The methodology for selecting an appropriate Regional Climate Model (RCM) projection for the study area incorporates a hybrid approach, amalgamating considerations of RCM performance and resolution through a delineated six-step process. The conceptual framework delineating the study’s phases is illustrated in Figure 2. This procedure commences with the preliminary selection of climate models, grounded in the calibration and evaluation of precipitation outputs from four distinct RCMs, each characterized by a spatial resolution of 0.44 degrees. Subsequent to this initial phase, the final model selection is predicated upon a rigorous validation process. This entails a comparative analysis between the outputs of the optimally simulated RCM – selected based on its superior performance – and the Climatic Research Unit Time-Series (CRU-TS) version 4.04 gridded data (Harris, Jones, Osborn, & Lister, 2014), across three specified horizontal resolutions. Following this comparative validation, the projected precipitation data pertinent to the study region are then elucidated, providing a foundation for subsequent analysis and interpretation.

Figure 2. Conceptual framework of study processes.

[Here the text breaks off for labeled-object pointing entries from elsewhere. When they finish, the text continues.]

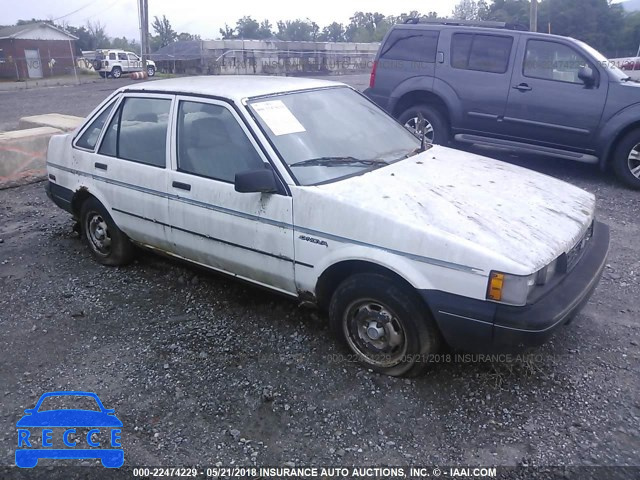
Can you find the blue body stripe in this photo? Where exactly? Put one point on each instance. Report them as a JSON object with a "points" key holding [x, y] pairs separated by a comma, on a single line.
{"points": [[217, 208]]}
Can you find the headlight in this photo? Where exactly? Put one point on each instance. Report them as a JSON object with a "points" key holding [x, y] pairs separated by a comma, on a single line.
{"points": [[515, 289], [510, 289], [547, 273]]}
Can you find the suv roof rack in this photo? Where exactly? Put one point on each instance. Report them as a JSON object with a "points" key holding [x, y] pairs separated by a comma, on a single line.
{"points": [[465, 23]]}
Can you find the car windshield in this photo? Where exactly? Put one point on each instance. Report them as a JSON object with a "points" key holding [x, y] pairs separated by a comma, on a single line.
{"points": [[66, 402], [327, 134], [606, 63]]}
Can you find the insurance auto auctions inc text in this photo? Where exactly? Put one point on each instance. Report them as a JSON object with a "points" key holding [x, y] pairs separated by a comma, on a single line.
{"points": [[373, 472]]}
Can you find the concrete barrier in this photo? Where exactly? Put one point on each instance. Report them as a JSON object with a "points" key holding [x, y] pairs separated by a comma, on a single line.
{"points": [[23, 153], [54, 120]]}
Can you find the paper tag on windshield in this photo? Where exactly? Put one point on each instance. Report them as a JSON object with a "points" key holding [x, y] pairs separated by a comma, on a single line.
{"points": [[278, 117]]}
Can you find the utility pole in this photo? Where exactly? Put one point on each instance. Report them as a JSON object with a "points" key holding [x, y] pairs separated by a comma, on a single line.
{"points": [[143, 15], [533, 23]]}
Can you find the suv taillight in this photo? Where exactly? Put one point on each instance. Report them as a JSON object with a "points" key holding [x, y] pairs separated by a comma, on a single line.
{"points": [[372, 78]]}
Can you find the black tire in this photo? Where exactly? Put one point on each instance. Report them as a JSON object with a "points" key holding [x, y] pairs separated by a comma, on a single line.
{"points": [[371, 302], [626, 159], [107, 243], [433, 116]]}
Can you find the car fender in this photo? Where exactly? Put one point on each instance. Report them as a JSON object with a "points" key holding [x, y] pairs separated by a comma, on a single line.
{"points": [[401, 266], [612, 128]]}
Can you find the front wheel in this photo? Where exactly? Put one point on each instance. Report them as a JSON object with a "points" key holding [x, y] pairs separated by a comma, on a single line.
{"points": [[108, 244], [384, 323], [436, 126], [626, 161]]}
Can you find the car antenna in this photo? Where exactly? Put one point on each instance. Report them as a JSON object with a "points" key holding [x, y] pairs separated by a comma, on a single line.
{"points": [[421, 128]]}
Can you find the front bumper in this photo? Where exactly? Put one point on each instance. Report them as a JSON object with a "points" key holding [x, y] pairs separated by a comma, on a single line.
{"points": [[483, 326]]}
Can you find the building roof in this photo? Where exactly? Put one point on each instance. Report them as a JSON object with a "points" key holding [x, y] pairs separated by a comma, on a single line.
{"points": [[182, 50], [233, 87], [17, 30]]}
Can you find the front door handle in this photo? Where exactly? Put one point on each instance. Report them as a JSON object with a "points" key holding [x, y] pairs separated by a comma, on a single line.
{"points": [[182, 186], [523, 87]]}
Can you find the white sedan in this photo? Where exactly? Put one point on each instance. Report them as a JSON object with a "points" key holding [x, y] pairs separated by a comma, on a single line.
{"points": [[307, 188]]}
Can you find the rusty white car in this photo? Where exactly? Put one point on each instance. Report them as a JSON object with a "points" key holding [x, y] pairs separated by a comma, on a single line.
{"points": [[306, 187]]}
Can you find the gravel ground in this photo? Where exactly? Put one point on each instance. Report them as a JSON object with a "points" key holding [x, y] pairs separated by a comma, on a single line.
{"points": [[202, 369]]}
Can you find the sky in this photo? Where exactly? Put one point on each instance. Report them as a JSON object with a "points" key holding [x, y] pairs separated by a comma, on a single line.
{"points": [[205, 17]]}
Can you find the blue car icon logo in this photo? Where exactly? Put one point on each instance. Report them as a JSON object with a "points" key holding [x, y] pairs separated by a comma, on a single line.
{"points": [[60, 433]]}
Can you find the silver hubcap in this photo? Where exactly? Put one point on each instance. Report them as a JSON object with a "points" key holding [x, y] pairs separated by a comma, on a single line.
{"points": [[374, 333], [412, 124], [98, 234], [634, 161]]}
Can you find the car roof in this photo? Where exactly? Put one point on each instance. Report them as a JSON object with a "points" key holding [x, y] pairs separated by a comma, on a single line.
{"points": [[477, 29], [234, 87]]}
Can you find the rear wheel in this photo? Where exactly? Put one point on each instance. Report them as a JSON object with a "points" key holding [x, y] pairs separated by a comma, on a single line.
{"points": [[384, 323], [436, 127], [108, 244], [626, 160]]}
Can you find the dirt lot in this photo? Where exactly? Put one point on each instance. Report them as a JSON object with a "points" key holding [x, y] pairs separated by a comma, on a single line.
{"points": [[202, 369]]}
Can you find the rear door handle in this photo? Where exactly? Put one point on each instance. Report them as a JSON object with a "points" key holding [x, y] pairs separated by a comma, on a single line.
{"points": [[523, 87], [182, 186]]}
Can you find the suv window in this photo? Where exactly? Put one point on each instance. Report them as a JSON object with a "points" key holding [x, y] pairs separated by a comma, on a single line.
{"points": [[485, 53], [212, 144], [553, 61], [138, 131], [90, 136], [411, 45]]}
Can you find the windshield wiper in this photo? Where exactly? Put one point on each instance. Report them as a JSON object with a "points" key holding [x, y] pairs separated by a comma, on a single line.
{"points": [[337, 162], [415, 151]]}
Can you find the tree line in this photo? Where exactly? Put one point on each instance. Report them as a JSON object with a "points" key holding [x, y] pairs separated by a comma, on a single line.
{"points": [[600, 23]]}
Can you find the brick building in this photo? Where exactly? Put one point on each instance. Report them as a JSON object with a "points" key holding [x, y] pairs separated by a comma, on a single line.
{"points": [[35, 50]]}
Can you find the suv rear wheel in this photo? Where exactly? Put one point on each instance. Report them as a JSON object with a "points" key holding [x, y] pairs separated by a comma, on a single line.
{"points": [[626, 160], [436, 128]]}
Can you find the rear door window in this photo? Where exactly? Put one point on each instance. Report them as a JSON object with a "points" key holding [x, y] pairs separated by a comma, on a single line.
{"points": [[90, 136], [138, 131], [485, 53], [411, 45]]}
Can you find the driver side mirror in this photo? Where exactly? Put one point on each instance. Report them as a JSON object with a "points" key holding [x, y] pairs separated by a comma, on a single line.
{"points": [[262, 180], [587, 75]]}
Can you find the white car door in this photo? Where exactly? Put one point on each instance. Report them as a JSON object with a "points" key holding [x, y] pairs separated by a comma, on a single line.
{"points": [[246, 234], [129, 169], [124, 62], [135, 64]]}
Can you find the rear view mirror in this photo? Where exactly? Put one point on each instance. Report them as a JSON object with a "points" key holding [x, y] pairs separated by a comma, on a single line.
{"points": [[587, 75], [262, 180]]}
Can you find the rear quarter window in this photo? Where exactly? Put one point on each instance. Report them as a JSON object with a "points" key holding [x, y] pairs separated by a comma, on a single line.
{"points": [[484, 53], [411, 45]]}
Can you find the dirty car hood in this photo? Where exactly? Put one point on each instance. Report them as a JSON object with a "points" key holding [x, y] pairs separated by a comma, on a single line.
{"points": [[524, 216]]}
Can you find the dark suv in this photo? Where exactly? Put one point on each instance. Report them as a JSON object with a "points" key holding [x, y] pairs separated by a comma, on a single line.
{"points": [[492, 85]]}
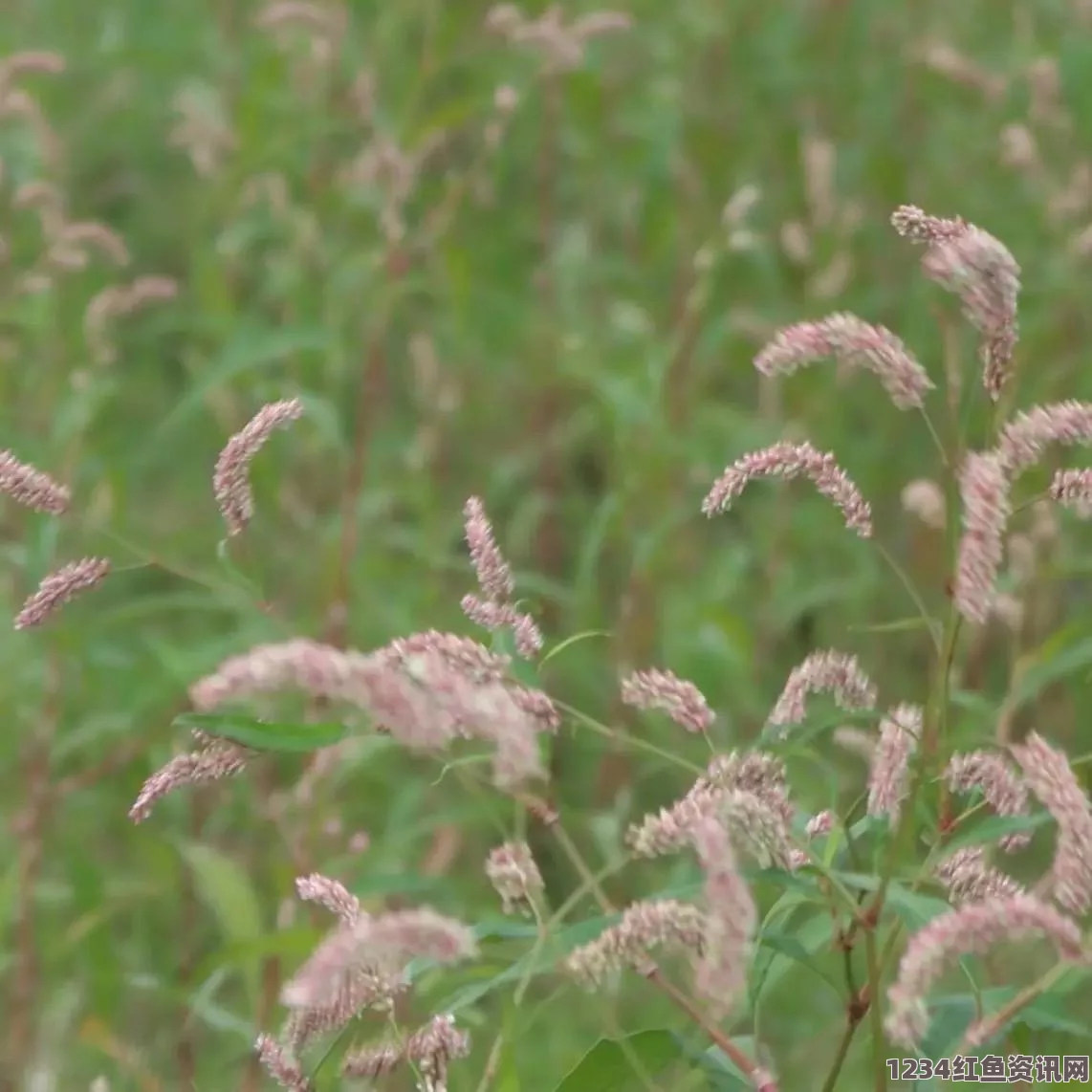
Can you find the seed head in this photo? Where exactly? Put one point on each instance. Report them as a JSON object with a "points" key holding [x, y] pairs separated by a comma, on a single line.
{"points": [[855, 344], [969, 878], [61, 586], [978, 269], [984, 491], [664, 690], [889, 776], [1027, 436], [1074, 490], [792, 461], [837, 673], [330, 893], [513, 871], [644, 928], [213, 762], [926, 500], [1004, 790], [731, 920], [231, 477], [973, 928], [1052, 778], [31, 487]]}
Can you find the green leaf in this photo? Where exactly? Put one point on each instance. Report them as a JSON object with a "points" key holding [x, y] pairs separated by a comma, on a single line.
{"points": [[994, 828], [613, 1063], [913, 907], [224, 889], [226, 892], [952, 1014], [898, 625], [1048, 666], [561, 645], [264, 735]]}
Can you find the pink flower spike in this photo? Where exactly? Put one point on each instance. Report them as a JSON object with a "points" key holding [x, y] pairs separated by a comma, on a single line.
{"points": [[792, 461]]}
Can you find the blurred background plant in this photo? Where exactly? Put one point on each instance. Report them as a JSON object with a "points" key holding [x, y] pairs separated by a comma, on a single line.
{"points": [[527, 254]]}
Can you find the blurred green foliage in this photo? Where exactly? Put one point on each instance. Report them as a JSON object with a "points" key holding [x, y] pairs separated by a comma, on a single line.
{"points": [[545, 308]]}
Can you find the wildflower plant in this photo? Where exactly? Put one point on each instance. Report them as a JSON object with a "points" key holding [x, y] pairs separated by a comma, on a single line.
{"points": [[907, 882], [432, 690]]}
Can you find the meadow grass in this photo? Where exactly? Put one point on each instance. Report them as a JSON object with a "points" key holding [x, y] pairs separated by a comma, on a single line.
{"points": [[535, 297]]}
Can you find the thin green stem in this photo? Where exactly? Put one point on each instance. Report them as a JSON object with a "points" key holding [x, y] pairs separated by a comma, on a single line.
{"points": [[629, 740], [912, 591], [984, 1031], [875, 1016]]}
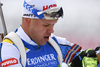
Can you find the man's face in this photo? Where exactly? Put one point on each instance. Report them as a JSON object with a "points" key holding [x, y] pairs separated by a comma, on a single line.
{"points": [[40, 30]]}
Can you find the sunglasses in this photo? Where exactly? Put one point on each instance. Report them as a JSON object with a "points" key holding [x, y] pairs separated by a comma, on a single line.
{"points": [[50, 14]]}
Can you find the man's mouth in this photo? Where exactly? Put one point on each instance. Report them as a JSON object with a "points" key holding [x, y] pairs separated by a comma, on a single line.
{"points": [[46, 38]]}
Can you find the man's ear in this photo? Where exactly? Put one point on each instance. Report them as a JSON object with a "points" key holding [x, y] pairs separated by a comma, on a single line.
{"points": [[28, 20]]}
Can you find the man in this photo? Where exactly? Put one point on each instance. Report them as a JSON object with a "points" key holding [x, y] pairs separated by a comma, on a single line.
{"points": [[38, 20]]}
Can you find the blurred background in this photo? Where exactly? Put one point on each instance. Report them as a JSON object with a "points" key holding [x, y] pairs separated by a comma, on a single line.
{"points": [[80, 23]]}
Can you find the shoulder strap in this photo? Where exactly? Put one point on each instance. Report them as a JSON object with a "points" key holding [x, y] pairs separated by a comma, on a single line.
{"points": [[58, 50], [18, 42]]}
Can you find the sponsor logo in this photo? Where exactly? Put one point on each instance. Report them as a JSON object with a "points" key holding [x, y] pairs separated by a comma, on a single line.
{"points": [[8, 62], [28, 15], [49, 6]]}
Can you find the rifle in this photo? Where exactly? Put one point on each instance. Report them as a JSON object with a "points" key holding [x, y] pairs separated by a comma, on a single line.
{"points": [[3, 22]]}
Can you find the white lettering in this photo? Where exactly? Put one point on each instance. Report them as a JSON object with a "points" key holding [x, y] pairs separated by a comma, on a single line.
{"points": [[40, 59]]}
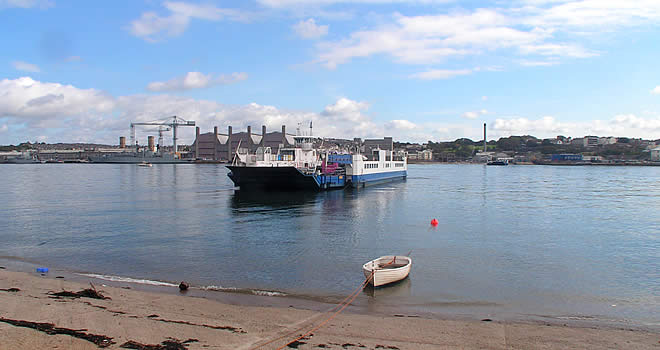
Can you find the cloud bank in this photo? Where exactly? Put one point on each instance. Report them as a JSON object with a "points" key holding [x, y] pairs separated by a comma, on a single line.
{"points": [[55, 112]]}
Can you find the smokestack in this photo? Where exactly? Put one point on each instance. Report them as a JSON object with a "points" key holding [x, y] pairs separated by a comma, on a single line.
{"points": [[263, 135], [150, 144], [215, 143], [229, 147], [485, 149], [196, 142]]}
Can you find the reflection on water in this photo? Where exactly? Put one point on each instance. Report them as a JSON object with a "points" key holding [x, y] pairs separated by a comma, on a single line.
{"points": [[397, 289], [518, 239], [271, 200]]}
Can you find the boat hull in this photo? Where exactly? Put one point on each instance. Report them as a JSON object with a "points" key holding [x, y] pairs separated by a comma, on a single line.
{"points": [[383, 276], [377, 178], [286, 178]]}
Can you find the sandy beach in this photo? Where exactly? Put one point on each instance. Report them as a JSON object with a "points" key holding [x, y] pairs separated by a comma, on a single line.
{"points": [[137, 319]]}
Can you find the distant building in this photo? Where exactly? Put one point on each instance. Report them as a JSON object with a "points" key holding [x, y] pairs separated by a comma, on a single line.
{"points": [[425, 155], [590, 141], [606, 140]]}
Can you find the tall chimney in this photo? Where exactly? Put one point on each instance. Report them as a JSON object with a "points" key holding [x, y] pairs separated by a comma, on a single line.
{"points": [[229, 147], [485, 149], [197, 142], [215, 143], [263, 135]]}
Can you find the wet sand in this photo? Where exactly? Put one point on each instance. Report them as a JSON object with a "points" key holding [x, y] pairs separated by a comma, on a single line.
{"points": [[141, 317]]}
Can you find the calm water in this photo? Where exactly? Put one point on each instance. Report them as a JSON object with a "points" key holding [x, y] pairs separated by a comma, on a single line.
{"points": [[517, 241]]}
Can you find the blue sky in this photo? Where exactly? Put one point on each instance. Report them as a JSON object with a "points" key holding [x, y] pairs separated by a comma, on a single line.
{"points": [[417, 70]]}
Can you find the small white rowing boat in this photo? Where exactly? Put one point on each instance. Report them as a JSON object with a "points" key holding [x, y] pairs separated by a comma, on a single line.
{"points": [[387, 269]]}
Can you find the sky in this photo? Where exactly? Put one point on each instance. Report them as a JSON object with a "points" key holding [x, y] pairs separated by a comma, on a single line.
{"points": [[416, 70]]}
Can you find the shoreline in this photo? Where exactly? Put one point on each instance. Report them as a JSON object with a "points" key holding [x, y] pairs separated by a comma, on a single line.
{"points": [[462, 310], [237, 323]]}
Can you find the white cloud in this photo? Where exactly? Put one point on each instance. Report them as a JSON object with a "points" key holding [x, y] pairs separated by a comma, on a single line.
{"points": [[64, 113], [27, 98], [592, 14], [544, 32], [309, 29], [557, 50], [627, 125], [196, 80], [153, 27], [298, 3], [42, 4], [26, 67], [436, 74], [474, 115], [546, 63], [401, 124]]}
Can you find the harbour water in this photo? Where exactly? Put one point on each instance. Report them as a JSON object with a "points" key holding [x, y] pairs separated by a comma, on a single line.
{"points": [[513, 242]]}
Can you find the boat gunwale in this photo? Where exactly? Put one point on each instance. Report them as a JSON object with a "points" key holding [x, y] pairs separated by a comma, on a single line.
{"points": [[367, 266]]}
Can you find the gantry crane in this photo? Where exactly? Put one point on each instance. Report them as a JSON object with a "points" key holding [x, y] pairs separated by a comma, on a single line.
{"points": [[170, 123]]}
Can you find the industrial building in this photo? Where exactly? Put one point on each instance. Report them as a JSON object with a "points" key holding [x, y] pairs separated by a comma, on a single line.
{"points": [[221, 147]]}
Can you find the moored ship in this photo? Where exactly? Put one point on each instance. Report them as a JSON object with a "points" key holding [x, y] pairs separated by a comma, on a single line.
{"points": [[305, 168]]}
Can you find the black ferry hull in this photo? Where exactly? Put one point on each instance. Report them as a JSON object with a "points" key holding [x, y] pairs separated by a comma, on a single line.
{"points": [[272, 179]]}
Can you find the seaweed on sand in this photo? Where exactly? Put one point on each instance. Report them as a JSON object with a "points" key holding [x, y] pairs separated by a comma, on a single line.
{"points": [[169, 344], [85, 293], [101, 341]]}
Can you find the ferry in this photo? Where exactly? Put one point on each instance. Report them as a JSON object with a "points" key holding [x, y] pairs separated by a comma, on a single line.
{"points": [[305, 168]]}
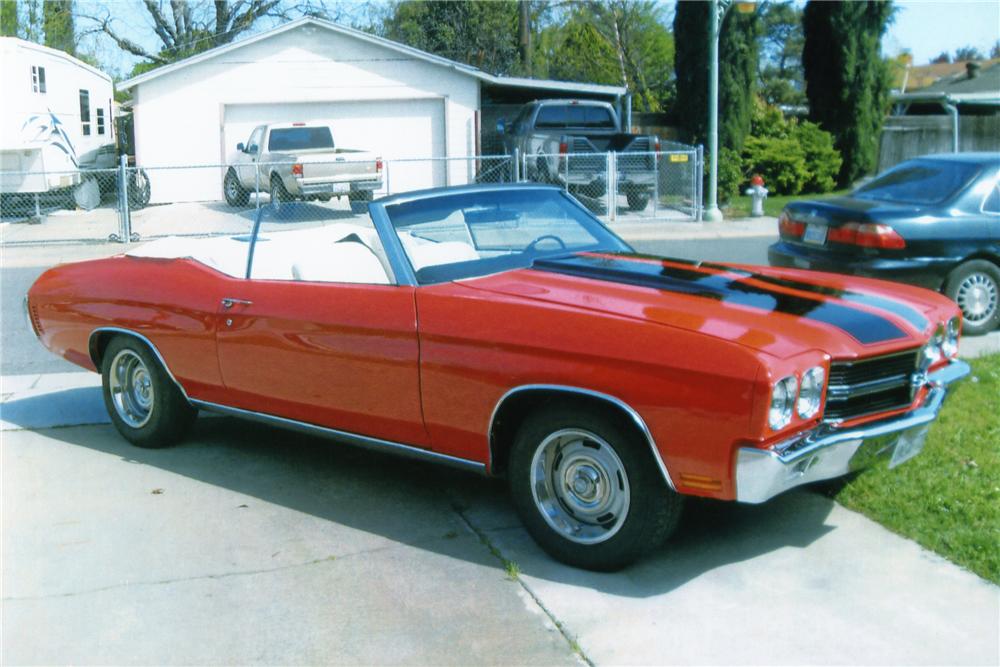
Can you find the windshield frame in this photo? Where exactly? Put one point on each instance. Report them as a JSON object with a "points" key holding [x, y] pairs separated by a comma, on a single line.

For the delineation of the regional climate model (RCM) projections within the specified study area, an integrative methodology combining RCM performance and resolution characteristics was employed through a structured six-step process. This methodology is depicted in Figure 2, which outlines the conceptual framework governing the study’s phases. The preliminary selection of climate models was predicated on a comprehensive calibration and performance evaluation of four distinct RCM precipitation outputs, each characterized by a spatial resolution of 0.44 degrees. Subsequent to this initial assessment, the final model selection was informed by a rigorous validation procedure, which entailed a comparative analysis of the outputs from the optimally performing RCM across three distinct horizontal resolutions against the Climate Research Unit gridded Time Series (CRU-TS) version 4.04 data (Harris, Jones, Osborn, & Lister, 2014). This facilitated the illustration of projected precipitation data for the study region, underscoring the methodological robustness underpinning the selection process.

Utilizing observed gridded data from the Climate Research Unit (CRU TS3.21) for the period 1971–2006 (Harris, Jones, Osborn, & Lister, 2014), a meticulous comparison and bias correction were conducted on historical data derived from the highest-performing RCM output. This procedure involved the application of bias factors, meticulously calculated to refine future precipitation projections. The efficacy of these adjusted projections was systematically investigated across three distinct future intervals: short-term (2006–2030), mid-term (2031–2060), and long-term (2061–2100), leveraging the superior resolution of the selected RCM. The projections were further scrutinized under two divergent climate scenarios, encompassing both pessimistic (RCP8.5) and optimistic (RCP4.5) pathways. A comprehensive numerical analysis, supported by RCM performance indicators, facilitated the estimation of climate change uncertainty ranges, detailed in Figure 2 through a sequential process: (1) comparison of RCMs to identify the highest-performing model, (2) bias adjustment between simulated and historically observed data to rectify common errors, (3) statistical evaluation of the corrected data, (4) selection of the ICHEC-EC-EARTH-SMHI-RCA4 as the model with the best performance, (5) employment of three distinct resolutions (AFF 0.44, MENA 0.22, and EU0.11 degrees) to enhance data precision, and (6) projection of two representative concentration pathways (RCP4.5 and RCP8.5) over three 30-year intervals to aid decision-makers in developing adaptation and mitigation strategies in response to climate change.

Results and discussion

In the present study, we undertook a comprehensive evaluation of four regional climate models (RCMs) to ascertain the most suitable model for predicting precipitation patterns within our designated study area. This evaluation was grounded in a comparative analysis of model outputs against historically observed data spanning from 1971 to 2005, employing a rigorous calibration and validation process. The culmination of this analysis facilitated the identification of the optimal RCM, which was subsequently employed for probabilistic precipitation forecasting. The selected model underwent further refinement to address bias discrepancies when contrasted with historical observations, enhancing the reliability of future precipitation projections.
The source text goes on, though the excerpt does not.